Historic Vatican Fraud Trial Nears Verdict: Italian Cardinal Faces Allegations of Financial Misconduct

Vatican City – December 17, 2023 

Historic Vatican Fraud Trial Nears Verdict: Italian Cardinal Faces Allegations

In a landmark trial that has captured global attention, a Vatican court is set to deliver its verdict on Saturday, concluding a historic legal battle that revolves around a complex London property deal. The trial involves ten defendants, including Italian Cardinal Giovanni Angelo Becciu, who is confronting allegations of fraud, embezzlement, and money laundering. The verdict, eagerly awaited, is anticipated to shape the narrative around the Catholic Church’s financial integrity.

Angelo Becciu, 75, once considered a potential future Pope and a former advisor to Pope Francis, stands as the highest-ranking clergyman in the Catholic Church facing justice within the confines of the Vatican City State. The accusations span a range of financial crimes, from fraud and embezzlement to money laundering, extortion, corruption, and abuse of office.

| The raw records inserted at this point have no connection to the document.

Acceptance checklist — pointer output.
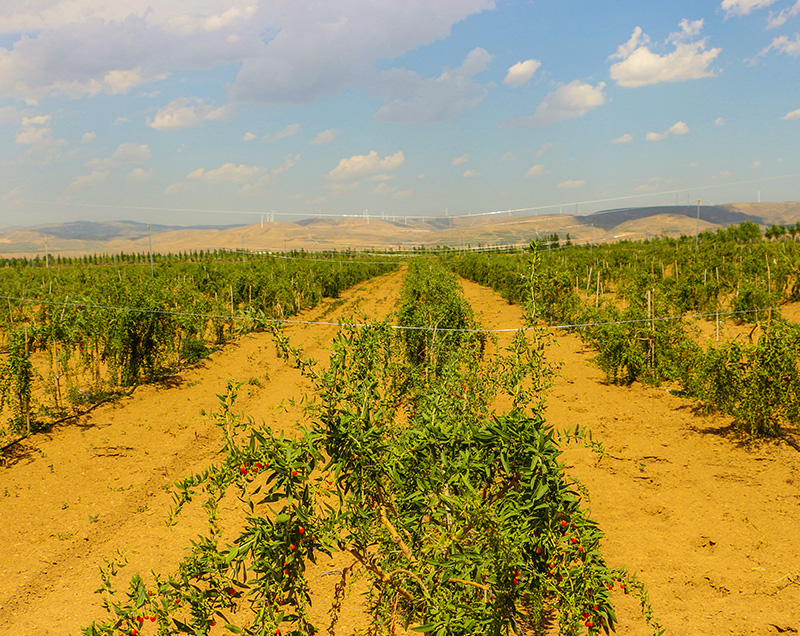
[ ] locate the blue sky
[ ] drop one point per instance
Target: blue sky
(219, 111)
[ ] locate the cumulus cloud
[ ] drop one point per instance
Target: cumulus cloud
(325, 137)
(361, 165)
(780, 19)
(782, 44)
(743, 7)
(185, 112)
(536, 170)
(130, 152)
(415, 100)
(139, 174)
(521, 73)
(678, 129)
(319, 48)
(566, 102)
(286, 52)
(656, 136)
(88, 180)
(228, 173)
(10, 115)
(290, 131)
(640, 66)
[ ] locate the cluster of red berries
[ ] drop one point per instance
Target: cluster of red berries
(245, 468)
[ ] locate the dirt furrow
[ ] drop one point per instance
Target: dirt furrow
(71, 498)
(710, 523)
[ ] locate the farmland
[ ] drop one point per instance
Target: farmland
(683, 493)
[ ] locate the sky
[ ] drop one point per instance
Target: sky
(236, 111)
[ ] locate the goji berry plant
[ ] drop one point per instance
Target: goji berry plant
(458, 515)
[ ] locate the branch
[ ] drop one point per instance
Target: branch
(396, 536)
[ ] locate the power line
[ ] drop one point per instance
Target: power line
(289, 321)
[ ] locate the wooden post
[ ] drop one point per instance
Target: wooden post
(597, 294)
(27, 400)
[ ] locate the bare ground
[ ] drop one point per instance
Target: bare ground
(710, 523)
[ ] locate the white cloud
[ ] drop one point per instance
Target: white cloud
(228, 173)
(566, 102)
(381, 177)
(782, 44)
(130, 152)
(319, 48)
(678, 129)
(536, 170)
(10, 115)
(139, 174)
(184, 112)
(87, 180)
(360, 165)
(325, 137)
(779, 20)
(290, 131)
(383, 188)
(521, 73)
(414, 100)
(639, 66)
(743, 7)
(656, 136)
(286, 52)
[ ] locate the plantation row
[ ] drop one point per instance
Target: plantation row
(91, 330)
(459, 518)
(635, 333)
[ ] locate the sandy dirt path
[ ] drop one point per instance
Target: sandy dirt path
(71, 498)
(711, 525)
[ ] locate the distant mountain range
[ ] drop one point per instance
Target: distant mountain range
(314, 234)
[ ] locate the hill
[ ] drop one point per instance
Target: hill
(315, 234)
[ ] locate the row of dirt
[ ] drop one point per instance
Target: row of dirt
(709, 523)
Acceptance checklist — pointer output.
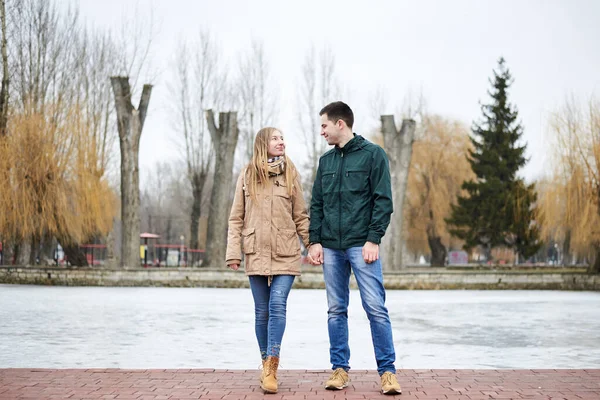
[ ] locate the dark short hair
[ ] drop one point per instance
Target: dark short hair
(338, 110)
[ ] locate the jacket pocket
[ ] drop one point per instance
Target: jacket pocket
(287, 242)
(249, 240)
(328, 182)
(357, 180)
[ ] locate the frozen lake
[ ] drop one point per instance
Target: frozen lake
(95, 327)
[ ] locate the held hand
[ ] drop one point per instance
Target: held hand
(315, 254)
(370, 252)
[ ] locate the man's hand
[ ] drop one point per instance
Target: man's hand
(315, 254)
(370, 252)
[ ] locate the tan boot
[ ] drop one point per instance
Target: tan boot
(389, 384)
(338, 380)
(262, 371)
(269, 383)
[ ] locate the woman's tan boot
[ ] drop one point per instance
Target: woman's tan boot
(269, 382)
(262, 372)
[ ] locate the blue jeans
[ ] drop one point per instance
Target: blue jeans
(369, 277)
(270, 303)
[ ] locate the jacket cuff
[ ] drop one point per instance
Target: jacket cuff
(373, 238)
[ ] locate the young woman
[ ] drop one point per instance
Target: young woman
(267, 216)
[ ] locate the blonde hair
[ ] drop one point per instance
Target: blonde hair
(257, 169)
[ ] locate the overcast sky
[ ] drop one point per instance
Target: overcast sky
(444, 49)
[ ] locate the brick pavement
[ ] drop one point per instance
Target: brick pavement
(94, 384)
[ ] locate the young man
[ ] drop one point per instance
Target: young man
(350, 211)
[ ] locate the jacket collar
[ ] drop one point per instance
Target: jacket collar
(353, 144)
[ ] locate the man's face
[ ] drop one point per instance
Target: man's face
(330, 131)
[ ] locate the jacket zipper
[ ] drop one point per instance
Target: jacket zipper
(341, 174)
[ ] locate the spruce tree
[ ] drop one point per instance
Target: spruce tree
(497, 209)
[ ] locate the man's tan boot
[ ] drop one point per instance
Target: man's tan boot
(269, 382)
(338, 380)
(389, 384)
(262, 372)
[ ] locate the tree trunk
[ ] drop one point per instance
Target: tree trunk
(595, 265)
(16, 253)
(75, 256)
(34, 250)
(198, 181)
(224, 140)
(566, 256)
(130, 125)
(398, 145)
(110, 247)
(438, 250)
(5, 75)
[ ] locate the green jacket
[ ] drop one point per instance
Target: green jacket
(351, 196)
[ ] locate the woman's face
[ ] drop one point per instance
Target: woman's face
(276, 145)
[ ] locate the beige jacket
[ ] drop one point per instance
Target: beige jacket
(267, 230)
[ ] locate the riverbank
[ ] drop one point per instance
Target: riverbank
(425, 278)
(216, 384)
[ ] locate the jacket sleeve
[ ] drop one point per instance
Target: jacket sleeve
(381, 193)
(236, 223)
(316, 209)
(299, 212)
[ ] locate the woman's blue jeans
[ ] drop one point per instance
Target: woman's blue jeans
(270, 304)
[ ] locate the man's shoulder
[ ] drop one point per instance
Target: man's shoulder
(327, 154)
(373, 148)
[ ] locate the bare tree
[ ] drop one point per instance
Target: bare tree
(438, 168)
(224, 139)
(130, 122)
(257, 97)
(4, 93)
(398, 145)
(199, 86)
(318, 88)
(570, 205)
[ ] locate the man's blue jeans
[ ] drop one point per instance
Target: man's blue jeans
(270, 304)
(369, 277)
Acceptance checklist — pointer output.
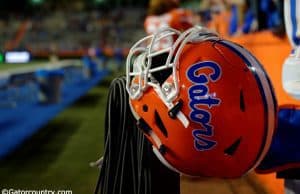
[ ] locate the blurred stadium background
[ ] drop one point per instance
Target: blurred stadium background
(57, 59)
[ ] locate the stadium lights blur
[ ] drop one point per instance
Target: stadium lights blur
(36, 2)
(1, 58)
(99, 1)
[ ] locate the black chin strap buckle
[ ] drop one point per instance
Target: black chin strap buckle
(173, 112)
(142, 125)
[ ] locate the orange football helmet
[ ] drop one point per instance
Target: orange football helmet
(206, 104)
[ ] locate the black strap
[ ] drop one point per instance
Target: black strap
(129, 165)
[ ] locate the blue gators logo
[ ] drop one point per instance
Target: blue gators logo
(199, 96)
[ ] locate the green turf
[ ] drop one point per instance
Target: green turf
(58, 156)
(8, 66)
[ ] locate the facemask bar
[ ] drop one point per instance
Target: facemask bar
(193, 35)
(144, 47)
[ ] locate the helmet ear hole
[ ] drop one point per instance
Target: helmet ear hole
(162, 75)
(233, 147)
(160, 124)
(242, 101)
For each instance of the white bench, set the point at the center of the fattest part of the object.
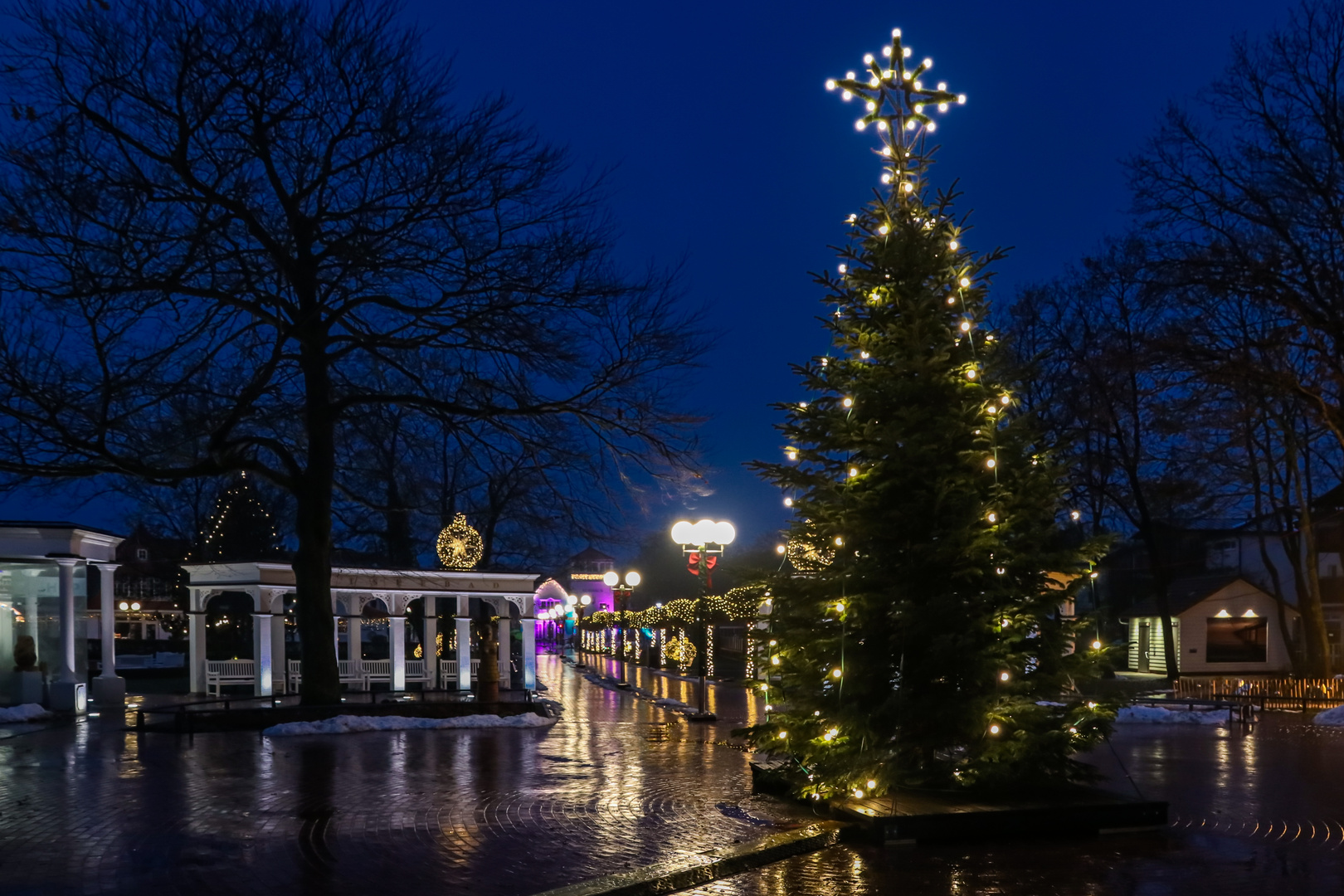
(229, 672)
(350, 674)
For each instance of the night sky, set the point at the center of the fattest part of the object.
(728, 153)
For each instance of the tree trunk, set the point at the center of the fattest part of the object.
(314, 527)
(1309, 599)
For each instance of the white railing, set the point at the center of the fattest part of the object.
(229, 672)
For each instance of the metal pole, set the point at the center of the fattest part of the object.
(704, 629)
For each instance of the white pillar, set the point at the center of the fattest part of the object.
(197, 641)
(279, 668)
(262, 670)
(464, 642)
(69, 692)
(67, 618)
(108, 618)
(502, 629)
(108, 688)
(528, 653)
(397, 650)
(431, 645)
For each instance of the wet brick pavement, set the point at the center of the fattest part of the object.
(1255, 811)
(95, 809)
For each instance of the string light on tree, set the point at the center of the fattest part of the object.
(916, 511)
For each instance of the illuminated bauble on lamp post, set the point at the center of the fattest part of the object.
(459, 544)
(700, 540)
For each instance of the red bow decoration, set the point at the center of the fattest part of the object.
(693, 567)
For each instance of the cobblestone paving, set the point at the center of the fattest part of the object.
(95, 809)
(1254, 811)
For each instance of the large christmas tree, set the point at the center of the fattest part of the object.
(919, 637)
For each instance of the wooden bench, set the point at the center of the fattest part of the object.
(229, 672)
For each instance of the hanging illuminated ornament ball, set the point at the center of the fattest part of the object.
(680, 650)
(459, 544)
(806, 557)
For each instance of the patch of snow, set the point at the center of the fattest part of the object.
(1333, 718)
(27, 712)
(355, 724)
(1160, 715)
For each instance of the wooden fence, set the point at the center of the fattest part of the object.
(1270, 694)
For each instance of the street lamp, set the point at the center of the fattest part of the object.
(704, 539)
(621, 594)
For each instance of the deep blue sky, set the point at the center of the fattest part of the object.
(728, 152)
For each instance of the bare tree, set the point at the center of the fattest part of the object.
(219, 218)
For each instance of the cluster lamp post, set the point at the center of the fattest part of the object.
(621, 594)
(704, 540)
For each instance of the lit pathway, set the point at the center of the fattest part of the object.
(95, 809)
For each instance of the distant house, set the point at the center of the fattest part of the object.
(1220, 624)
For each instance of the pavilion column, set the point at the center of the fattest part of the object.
(67, 692)
(502, 629)
(262, 670)
(397, 649)
(464, 642)
(279, 666)
(429, 645)
(528, 649)
(197, 640)
(355, 645)
(108, 687)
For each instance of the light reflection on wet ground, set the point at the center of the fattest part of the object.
(1254, 809)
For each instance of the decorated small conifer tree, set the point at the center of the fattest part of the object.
(921, 635)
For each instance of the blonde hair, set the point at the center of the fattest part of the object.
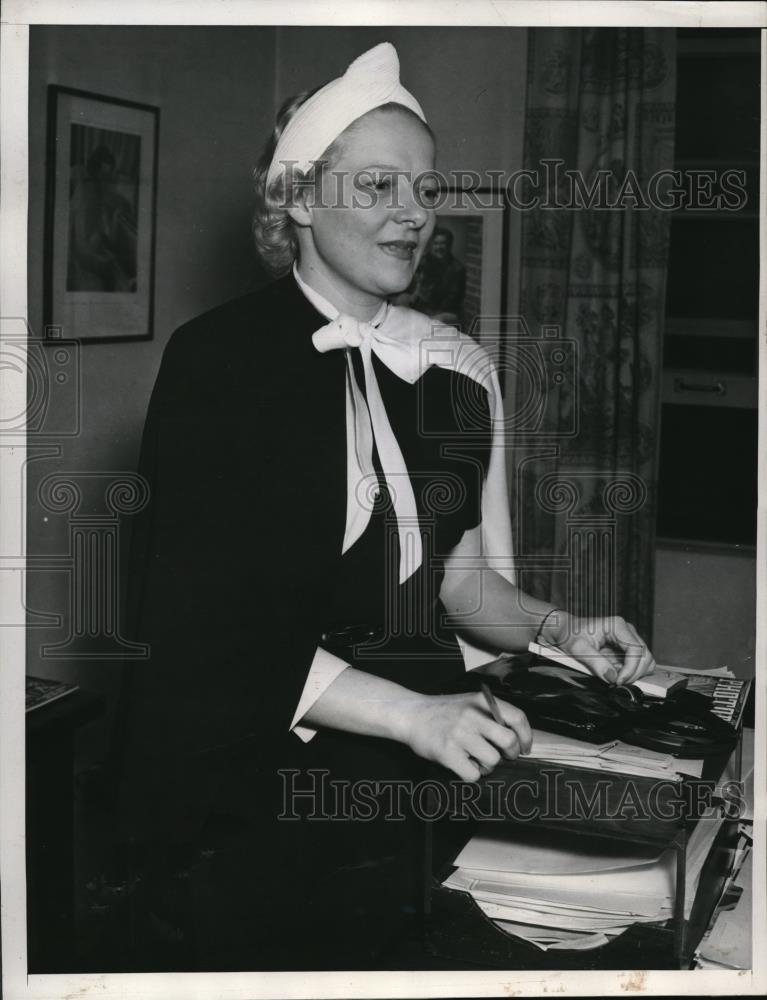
(273, 230)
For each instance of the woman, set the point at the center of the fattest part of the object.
(325, 499)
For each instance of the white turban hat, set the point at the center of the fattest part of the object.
(370, 81)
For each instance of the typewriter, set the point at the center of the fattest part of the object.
(558, 699)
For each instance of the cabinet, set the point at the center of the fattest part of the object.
(708, 446)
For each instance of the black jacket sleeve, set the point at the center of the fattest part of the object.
(230, 560)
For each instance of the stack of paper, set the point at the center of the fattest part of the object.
(557, 890)
(615, 757)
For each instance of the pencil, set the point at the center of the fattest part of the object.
(492, 704)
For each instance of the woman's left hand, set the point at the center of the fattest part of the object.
(611, 648)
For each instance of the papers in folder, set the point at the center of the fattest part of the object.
(614, 757)
(556, 890)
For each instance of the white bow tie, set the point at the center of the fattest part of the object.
(406, 342)
(368, 422)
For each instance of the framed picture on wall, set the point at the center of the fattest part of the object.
(100, 217)
(460, 280)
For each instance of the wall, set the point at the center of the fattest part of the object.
(215, 92)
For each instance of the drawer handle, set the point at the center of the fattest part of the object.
(718, 388)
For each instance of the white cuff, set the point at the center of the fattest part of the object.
(323, 671)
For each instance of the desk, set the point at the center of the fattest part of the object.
(50, 741)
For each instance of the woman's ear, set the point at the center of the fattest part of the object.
(300, 206)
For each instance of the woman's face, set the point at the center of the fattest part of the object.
(375, 216)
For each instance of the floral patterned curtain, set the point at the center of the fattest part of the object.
(600, 124)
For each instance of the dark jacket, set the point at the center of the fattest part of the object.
(245, 524)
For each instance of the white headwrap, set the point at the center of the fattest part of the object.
(370, 81)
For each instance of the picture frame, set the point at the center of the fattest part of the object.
(100, 217)
(461, 278)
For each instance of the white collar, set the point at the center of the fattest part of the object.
(324, 306)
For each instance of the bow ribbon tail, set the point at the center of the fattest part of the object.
(395, 473)
(360, 472)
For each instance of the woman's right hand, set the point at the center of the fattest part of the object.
(457, 731)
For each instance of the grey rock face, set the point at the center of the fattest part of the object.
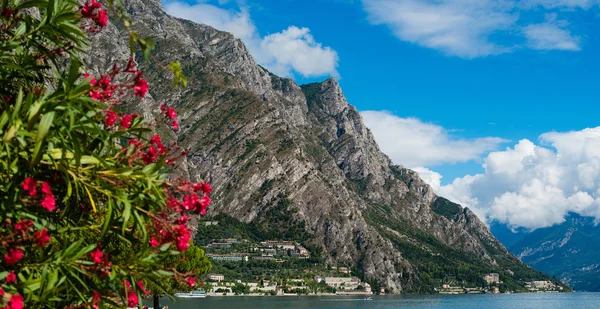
(261, 139)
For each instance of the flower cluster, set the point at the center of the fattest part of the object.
(20, 234)
(171, 115)
(92, 10)
(48, 200)
(132, 299)
(105, 90)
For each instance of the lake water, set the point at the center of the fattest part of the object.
(511, 301)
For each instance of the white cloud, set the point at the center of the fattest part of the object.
(550, 36)
(466, 28)
(413, 143)
(456, 27)
(535, 186)
(296, 49)
(434, 179)
(569, 4)
(293, 50)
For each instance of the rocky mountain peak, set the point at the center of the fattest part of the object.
(299, 160)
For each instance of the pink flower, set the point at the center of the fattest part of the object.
(170, 113)
(155, 139)
(11, 278)
(101, 18)
(132, 299)
(49, 203)
(130, 66)
(23, 224)
(96, 297)
(204, 186)
(140, 87)
(46, 188)
(204, 202)
(111, 118)
(153, 242)
(92, 81)
(183, 219)
(191, 281)
(15, 302)
(95, 94)
(182, 237)
(105, 82)
(190, 201)
(30, 185)
(13, 256)
(96, 256)
(140, 285)
(41, 237)
(126, 121)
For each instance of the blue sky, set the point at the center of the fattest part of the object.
(471, 77)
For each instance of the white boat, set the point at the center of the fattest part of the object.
(193, 294)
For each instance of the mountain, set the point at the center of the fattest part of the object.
(566, 251)
(299, 160)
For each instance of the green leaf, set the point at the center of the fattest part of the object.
(44, 126)
(126, 214)
(73, 73)
(165, 247)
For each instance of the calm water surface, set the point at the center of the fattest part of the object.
(512, 301)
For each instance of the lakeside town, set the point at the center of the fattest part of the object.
(229, 255)
(493, 281)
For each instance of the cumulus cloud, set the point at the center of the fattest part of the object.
(413, 143)
(434, 179)
(535, 186)
(570, 4)
(457, 27)
(549, 36)
(293, 50)
(296, 49)
(466, 28)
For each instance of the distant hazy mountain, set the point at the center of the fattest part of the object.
(568, 251)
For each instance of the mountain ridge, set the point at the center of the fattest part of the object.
(562, 250)
(300, 157)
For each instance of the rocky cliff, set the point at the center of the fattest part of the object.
(300, 157)
(562, 250)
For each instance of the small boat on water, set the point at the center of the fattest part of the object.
(193, 294)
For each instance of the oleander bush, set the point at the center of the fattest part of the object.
(89, 216)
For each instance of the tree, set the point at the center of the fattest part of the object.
(89, 216)
(192, 262)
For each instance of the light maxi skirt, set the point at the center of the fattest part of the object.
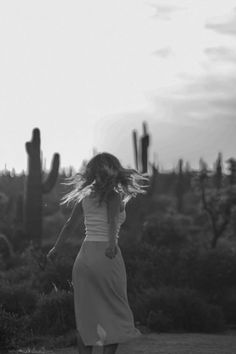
(102, 311)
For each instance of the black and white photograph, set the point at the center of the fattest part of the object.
(118, 177)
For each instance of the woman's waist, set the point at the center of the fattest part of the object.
(98, 237)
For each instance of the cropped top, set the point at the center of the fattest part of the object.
(96, 219)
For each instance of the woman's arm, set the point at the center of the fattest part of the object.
(113, 208)
(74, 219)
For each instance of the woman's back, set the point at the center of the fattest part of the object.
(96, 219)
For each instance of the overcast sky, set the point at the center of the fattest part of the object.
(89, 72)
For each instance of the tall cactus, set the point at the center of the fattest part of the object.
(141, 154)
(232, 170)
(136, 156)
(144, 148)
(218, 175)
(180, 186)
(35, 188)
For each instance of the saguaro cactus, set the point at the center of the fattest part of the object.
(180, 186)
(35, 188)
(141, 156)
(218, 175)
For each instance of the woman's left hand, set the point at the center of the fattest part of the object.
(52, 254)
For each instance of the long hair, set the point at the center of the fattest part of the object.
(104, 174)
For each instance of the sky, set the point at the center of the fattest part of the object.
(87, 73)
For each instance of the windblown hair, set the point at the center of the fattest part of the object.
(104, 174)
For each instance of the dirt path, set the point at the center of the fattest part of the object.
(171, 344)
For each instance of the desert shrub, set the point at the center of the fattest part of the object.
(215, 273)
(181, 309)
(229, 306)
(13, 329)
(18, 299)
(54, 314)
(167, 230)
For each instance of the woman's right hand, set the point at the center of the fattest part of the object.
(52, 254)
(111, 252)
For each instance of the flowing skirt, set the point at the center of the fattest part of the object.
(102, 312)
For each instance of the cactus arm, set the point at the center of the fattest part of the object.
(144, 148)
(135, 149)
(49, 183)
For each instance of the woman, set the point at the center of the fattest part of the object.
(100, 192)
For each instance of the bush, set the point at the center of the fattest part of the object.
(215, 272)
(18, 299)
(181, 309)
(13, 329)
(54, 314)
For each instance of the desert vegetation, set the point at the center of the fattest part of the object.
(178, 243)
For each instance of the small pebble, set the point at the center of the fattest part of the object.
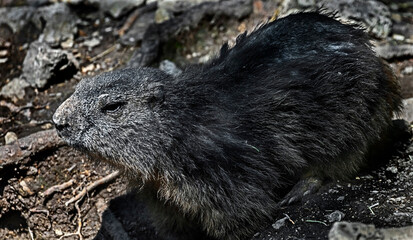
(10, 137)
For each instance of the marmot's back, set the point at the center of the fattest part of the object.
(216, 146)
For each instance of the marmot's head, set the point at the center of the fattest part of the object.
(115, 117)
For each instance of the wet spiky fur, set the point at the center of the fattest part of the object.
(216, 146)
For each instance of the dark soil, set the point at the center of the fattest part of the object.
(381, 195)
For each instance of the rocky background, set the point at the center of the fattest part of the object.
(50, 191)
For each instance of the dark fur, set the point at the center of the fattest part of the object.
(215, 147)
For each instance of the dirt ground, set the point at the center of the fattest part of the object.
(380, 195)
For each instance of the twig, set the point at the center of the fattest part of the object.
(316, 221)
(289, 219)
(24, 148)
(58, 188)
(104, 53)
(79, 224)
(372, 206)
(34, 210)
(30, 234)
(92, 186)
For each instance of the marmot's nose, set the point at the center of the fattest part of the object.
(59, 121)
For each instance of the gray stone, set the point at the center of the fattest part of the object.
(162, 15)
(349, 231)
(10, 137)
(14, 89)
(16, 17)
(118, 8)
(180, 5)
(42, 63)
(335, 216)
(60, 23)
(137, 31)
(279, 223)
(170, 68)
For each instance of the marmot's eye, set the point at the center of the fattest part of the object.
(112, 107)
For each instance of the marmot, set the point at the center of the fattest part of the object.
(216, 147)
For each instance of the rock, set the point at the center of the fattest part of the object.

At the center of the trial lies the intricate 350-million-euro London property purchase, initiated in 2014 and culminating in significant financial losses for the Vatican. The proceedings, which commenced in July 2021, have not only shed light on the opaque financial dealings surrounding the Holy See but also presented a test of Pope Francis’s ongoing reforms to cleanse and revamp Vatican justice.

Pope Francis, in a noteworthy move just before the trial, granted the Vatican’s civilian courts the authority to try cardinals and bishops, a shift from the previous practice where they were judged by a court presided over by cardinals. The prosecutor, Alessandro Diddi, has sought a seven-year and three-month jail term for Becciu, with other defendants facing sentences ranging from nearly four to 13 years.

Becciu has vehemently proclaimed his innocence, dismissing the allegations as “totally unfounded” and maintaining that he never received any illicit funds. In response, the Holy See positions itself as an “offended party” and urges the court, through Secretary of State Pietro Parolin, to “punish all crimes.”

The trial has unfolded through more than 80 hearings held in a dedicated room within the Vatican Museums, marked by procedural challenges and complaints from defense lawyers regarding limited access to crucial evidence.

Cardinal Becciu, a well-traveled former Vatican diplomat, served as the number two in the Secretariat of State from 2011 to 2018. His abrupt resignation in September 2020 came following the revelation of an investigation against him, initially linked to a probe into a charitable donation in his native Sardinia. Subsequently, he became entangled in investigations related to the London property deal, alleged mismanagement, and the diversion of funds intended for charitable causes.

As the court prepares to deliver its verdict, the outcome is poised to have lasting implications for the Catholic Church and its ongoing efforts to address financial transparency and accountability. The final judgment is not expected before 1600 GMT, leaving the world awaiting the resolution of this historic Vatican fraud trial.